Publikation

3D fusion of functional cardiac magnetic resonance imaging and computed tomography coronary angiography: accuracy and added clinical value

Wissenschaftlicher Artikel/Review - 01.05.2011

Bereiche
PubMed
DOI

Zitation
Donati O, Leschka S, Falk V, Kozerke S, Plass A, Azemaj N, Wyss C, Hennemuth A, Kuehnel C, Scheffel H, Alkadhi H, Stolzmann P. 3D fusion of functional cardiac magnetic resonance imaging and computed tomography coronary angiography: accuracy and added clinical value. Invest Radiol 2011; 46:331-40.
Art
Wissenschaftlicher Artikel/Review (Englisch)
Zeitschrift
Invest Radiol 2011; 46
Veröffentlichungsdatum
01.05.2011
eISSN (Online)
1536-0210
Seiten
331-40
Kurzbeschreibung/Zielsetzung

PURPOSE
To evaluate the accuracy and added diagnostic value of 3-dimensional (3D) image fusion of computed tomography coronary angiography (CTCA) and functional cardiac magnetic resonance (CMR) for assessing hemodynamically relevant coronary artery disease (CAD).

METHODS
Twenty-seven patients with significant coronary stenoses on prospectively electrocardiography-gated dual-source CTCA, confirmed by catheter angiography and perfusion defects on CMR at 1.5 T were included. Surface representations and volume-rendered images from 3D-fused CTCA/CMR data were generated using a software prototype. Fusion accuracy was evaluated by calculating surface distances of blood pools and Dice similarity coefficients. Two independent, blinded readers assigned myocardial defects to culprit coronary arteries with side-by side analysis of CTCA and CMR and using fused CTCA/CMR. Added value of fused CTCA/CMR was defined as change in assignment of culprit coronary artery to myocardial defect compared with side-by-side analysis.

RESULTS
3D fusion of CTCA/CMR was feasible and accurate (surface distance of blood pools: 4.1 ± 1.3 mm, range: 2.4-7.1 mm; Dice similarity coefficients: 0.78 ± 0.08, range: 0.51-0.86) in all patients. Side-by-side analysis of CTCA and CMR allowed no assignment of a single culprit artery to a myocardial defect in 6 of 27 (22%) patients.
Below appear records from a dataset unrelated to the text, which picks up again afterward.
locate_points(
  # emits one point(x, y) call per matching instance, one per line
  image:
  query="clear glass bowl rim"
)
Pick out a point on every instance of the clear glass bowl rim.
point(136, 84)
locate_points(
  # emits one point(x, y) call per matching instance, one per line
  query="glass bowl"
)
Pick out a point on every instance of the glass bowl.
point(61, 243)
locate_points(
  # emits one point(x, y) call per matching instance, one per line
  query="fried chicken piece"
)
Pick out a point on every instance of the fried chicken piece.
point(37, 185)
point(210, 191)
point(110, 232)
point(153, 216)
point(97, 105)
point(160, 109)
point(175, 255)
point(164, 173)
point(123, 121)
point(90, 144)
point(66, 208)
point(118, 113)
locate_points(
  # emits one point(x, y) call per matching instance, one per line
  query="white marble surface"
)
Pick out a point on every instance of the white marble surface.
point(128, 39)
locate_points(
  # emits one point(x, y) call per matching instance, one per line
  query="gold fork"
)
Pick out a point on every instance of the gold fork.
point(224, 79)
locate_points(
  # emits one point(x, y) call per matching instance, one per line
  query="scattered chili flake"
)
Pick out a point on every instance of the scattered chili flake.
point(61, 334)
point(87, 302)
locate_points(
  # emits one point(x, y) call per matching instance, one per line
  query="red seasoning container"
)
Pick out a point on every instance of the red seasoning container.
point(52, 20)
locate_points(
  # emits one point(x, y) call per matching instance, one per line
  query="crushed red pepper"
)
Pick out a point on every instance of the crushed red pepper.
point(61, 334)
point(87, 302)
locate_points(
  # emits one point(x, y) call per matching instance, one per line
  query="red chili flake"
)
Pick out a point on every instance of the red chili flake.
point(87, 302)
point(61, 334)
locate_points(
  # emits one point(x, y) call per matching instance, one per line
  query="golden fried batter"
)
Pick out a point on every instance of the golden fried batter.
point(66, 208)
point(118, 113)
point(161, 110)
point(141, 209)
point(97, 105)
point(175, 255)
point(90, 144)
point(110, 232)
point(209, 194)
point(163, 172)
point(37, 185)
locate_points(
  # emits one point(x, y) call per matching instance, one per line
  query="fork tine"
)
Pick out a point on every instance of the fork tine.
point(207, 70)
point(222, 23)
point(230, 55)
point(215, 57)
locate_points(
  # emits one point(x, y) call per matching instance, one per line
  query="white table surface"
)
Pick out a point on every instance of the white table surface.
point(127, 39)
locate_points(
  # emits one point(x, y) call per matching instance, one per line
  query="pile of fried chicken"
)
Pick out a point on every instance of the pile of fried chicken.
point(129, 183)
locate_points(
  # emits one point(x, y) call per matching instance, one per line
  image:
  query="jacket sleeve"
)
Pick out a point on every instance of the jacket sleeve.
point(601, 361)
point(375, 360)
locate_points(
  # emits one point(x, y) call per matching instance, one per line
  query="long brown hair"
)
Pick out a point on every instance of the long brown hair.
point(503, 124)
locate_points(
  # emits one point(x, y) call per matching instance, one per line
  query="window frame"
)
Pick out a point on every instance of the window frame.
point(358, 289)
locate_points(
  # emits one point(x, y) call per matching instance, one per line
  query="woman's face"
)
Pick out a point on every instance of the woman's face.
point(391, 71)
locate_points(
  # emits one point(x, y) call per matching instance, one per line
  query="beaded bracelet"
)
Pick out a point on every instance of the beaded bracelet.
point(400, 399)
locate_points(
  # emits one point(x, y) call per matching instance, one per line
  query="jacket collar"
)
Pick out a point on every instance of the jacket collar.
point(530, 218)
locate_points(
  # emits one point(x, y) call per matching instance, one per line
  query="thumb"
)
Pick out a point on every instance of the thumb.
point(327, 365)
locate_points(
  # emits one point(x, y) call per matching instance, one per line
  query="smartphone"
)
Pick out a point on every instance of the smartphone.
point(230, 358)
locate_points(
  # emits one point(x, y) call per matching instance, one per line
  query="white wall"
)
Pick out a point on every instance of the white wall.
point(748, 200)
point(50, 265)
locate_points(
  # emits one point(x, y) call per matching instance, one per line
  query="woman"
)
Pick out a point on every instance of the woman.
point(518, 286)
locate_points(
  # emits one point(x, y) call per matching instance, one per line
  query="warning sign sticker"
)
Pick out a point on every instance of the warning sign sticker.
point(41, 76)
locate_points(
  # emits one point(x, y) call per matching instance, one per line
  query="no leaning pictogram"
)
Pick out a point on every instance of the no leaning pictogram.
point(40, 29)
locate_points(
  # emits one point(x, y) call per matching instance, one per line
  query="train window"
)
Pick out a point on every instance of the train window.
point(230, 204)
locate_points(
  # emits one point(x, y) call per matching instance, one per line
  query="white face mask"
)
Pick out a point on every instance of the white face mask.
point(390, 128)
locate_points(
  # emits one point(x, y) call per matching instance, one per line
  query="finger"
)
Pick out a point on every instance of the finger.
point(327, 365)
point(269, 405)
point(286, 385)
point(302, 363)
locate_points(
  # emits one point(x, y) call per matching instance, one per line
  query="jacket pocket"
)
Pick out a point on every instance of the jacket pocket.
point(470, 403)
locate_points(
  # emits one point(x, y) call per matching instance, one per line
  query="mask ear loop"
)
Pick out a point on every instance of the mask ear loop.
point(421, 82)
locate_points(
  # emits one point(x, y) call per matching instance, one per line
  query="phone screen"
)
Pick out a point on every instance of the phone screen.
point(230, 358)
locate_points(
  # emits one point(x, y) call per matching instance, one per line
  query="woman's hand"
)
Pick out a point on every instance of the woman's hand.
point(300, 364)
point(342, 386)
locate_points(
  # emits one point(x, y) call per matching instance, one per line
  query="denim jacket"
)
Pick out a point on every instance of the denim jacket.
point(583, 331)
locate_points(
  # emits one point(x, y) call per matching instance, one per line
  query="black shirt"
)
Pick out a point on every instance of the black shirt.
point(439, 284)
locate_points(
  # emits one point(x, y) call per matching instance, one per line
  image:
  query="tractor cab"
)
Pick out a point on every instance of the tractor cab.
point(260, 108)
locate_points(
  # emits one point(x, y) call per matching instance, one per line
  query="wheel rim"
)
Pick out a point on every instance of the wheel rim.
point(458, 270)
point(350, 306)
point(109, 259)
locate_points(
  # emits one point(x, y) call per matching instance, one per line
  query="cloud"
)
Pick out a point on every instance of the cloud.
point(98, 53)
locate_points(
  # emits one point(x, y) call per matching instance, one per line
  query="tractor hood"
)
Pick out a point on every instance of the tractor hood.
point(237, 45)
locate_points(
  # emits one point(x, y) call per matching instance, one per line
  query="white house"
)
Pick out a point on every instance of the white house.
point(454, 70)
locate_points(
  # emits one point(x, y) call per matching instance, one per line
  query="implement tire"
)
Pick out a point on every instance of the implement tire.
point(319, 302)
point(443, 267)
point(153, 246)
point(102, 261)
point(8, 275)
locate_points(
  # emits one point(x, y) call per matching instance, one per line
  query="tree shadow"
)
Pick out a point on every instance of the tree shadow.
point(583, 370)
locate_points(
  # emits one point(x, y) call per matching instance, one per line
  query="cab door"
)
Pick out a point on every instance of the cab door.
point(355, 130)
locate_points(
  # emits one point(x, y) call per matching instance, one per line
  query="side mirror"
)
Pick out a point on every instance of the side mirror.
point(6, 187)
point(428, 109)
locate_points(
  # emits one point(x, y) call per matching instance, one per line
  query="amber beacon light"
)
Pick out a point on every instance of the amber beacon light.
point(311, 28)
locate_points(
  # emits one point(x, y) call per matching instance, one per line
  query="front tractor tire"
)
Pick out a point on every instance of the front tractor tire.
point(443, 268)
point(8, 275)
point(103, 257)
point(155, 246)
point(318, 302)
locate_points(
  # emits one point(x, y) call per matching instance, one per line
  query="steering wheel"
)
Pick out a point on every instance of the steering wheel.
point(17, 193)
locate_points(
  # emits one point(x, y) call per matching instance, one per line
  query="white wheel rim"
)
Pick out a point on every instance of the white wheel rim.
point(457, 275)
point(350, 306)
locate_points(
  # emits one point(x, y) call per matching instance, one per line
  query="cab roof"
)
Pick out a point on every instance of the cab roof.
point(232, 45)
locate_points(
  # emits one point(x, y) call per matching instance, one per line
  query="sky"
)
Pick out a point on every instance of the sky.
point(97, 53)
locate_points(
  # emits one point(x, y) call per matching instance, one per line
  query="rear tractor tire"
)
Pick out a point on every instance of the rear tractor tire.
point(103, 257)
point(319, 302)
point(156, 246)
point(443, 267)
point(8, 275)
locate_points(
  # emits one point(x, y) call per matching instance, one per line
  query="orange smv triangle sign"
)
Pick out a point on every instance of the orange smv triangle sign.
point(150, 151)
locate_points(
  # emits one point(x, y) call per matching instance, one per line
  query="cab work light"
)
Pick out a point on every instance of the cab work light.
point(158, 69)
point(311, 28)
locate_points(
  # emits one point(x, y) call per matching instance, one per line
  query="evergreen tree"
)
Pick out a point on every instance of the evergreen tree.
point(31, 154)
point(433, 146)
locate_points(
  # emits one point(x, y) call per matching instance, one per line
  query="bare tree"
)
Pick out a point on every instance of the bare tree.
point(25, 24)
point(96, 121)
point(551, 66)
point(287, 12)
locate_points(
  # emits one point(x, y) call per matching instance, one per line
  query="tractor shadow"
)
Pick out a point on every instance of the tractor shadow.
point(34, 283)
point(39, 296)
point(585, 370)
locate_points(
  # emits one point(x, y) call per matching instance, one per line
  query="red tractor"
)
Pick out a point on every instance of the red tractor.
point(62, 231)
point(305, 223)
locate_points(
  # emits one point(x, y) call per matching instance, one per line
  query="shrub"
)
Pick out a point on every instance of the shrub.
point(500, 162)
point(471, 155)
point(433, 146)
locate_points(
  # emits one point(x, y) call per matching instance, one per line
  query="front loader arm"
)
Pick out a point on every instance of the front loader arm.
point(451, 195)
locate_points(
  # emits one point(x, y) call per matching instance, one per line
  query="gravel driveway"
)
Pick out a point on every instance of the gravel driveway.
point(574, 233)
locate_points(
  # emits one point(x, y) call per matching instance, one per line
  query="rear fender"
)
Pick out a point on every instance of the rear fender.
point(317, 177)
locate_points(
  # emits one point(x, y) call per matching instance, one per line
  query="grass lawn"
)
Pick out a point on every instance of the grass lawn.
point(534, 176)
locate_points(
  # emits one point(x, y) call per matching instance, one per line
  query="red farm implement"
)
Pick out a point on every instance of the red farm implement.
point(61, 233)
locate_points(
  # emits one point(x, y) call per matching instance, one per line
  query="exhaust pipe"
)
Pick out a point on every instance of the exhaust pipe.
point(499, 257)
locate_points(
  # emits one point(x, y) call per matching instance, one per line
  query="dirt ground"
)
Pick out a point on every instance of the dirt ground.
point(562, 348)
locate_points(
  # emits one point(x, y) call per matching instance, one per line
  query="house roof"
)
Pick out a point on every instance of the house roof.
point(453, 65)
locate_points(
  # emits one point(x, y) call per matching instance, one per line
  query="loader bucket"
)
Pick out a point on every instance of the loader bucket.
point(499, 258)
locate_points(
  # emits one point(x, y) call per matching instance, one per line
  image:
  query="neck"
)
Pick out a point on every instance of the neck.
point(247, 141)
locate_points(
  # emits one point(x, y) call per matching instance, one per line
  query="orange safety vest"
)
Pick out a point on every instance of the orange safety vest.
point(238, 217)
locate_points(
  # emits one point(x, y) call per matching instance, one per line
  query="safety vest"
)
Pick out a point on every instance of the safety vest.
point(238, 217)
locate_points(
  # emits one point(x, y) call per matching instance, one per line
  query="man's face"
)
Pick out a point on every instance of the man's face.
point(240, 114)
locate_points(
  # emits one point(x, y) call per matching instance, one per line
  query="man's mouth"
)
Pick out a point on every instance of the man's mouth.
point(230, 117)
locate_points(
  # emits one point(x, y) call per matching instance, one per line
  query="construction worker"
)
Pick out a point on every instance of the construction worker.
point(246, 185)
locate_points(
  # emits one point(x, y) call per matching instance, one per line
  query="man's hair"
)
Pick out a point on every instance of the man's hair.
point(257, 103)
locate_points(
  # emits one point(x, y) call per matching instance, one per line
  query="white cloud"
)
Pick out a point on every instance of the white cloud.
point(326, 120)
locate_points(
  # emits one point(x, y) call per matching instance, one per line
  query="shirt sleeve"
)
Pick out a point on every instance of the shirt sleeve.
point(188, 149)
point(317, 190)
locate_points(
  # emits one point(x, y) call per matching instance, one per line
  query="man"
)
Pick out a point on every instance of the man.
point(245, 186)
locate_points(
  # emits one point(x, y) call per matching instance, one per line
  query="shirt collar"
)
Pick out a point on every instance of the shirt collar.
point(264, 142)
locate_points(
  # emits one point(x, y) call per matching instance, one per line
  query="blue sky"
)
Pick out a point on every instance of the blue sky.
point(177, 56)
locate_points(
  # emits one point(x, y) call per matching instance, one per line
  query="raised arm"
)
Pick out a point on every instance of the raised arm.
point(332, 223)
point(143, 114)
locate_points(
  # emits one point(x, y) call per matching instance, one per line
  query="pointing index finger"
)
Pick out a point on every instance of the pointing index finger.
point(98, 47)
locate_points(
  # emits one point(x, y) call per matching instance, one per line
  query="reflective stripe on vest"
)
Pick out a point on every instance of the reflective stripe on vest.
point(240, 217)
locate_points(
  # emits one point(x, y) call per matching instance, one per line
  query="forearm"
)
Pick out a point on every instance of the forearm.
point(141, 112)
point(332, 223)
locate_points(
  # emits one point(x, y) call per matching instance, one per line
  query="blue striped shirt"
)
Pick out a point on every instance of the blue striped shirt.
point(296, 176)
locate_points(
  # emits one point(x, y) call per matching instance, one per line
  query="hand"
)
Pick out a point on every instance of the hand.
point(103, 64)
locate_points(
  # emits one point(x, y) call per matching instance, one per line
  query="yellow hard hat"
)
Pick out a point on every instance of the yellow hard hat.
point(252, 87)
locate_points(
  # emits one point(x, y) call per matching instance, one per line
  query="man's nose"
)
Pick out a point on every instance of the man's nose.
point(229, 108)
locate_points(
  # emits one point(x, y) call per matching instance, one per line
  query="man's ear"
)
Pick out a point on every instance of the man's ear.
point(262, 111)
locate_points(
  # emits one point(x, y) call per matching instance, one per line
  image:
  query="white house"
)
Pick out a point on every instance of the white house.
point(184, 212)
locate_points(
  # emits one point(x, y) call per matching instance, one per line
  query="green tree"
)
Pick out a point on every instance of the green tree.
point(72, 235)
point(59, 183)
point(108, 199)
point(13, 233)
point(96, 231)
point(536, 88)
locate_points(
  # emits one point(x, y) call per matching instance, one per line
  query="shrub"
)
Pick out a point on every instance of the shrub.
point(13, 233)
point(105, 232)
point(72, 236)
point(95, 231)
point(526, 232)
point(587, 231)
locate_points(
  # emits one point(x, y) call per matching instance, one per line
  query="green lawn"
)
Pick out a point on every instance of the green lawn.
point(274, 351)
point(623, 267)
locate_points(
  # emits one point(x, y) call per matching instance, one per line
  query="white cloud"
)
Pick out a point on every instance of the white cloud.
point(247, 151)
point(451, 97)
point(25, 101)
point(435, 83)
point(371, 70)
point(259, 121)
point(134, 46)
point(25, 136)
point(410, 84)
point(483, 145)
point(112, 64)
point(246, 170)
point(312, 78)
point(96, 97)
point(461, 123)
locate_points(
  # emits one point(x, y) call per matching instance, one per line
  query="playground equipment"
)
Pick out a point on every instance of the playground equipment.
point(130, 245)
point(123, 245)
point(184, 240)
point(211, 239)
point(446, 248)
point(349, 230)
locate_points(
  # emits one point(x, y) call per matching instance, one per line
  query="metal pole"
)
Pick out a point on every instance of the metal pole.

Fused CTCA/CMR allowed further confinement of culprit coronary arteries in 3 of these 6 patients (11%). Myocardial defects were reassigned in 2 of 27 (7%) patients using fused CTCA/CMR, whereas the results remained unchanged in 22 of 27 (81%) patients. Interobserver agreement for assignment of culprit arteries to myocardial defects increased with fused CTCA/CMR (k = 0.66-0.89).

CONCLUSION
3D fusion of low-dose CTCA and functional CMR is feasible and accurate, and adds, at a low radiation dose, diagnostic value for the assessment of hemodynamically relevant CAD as compared with side-by-side analysis alone. This technique can be clinically useful for the following: planning of surgical or interventional procedures in patients having a high prevalence of CAD and for improved topographic assignment of coronary stenoses to corresponding myocardial perfusion defects.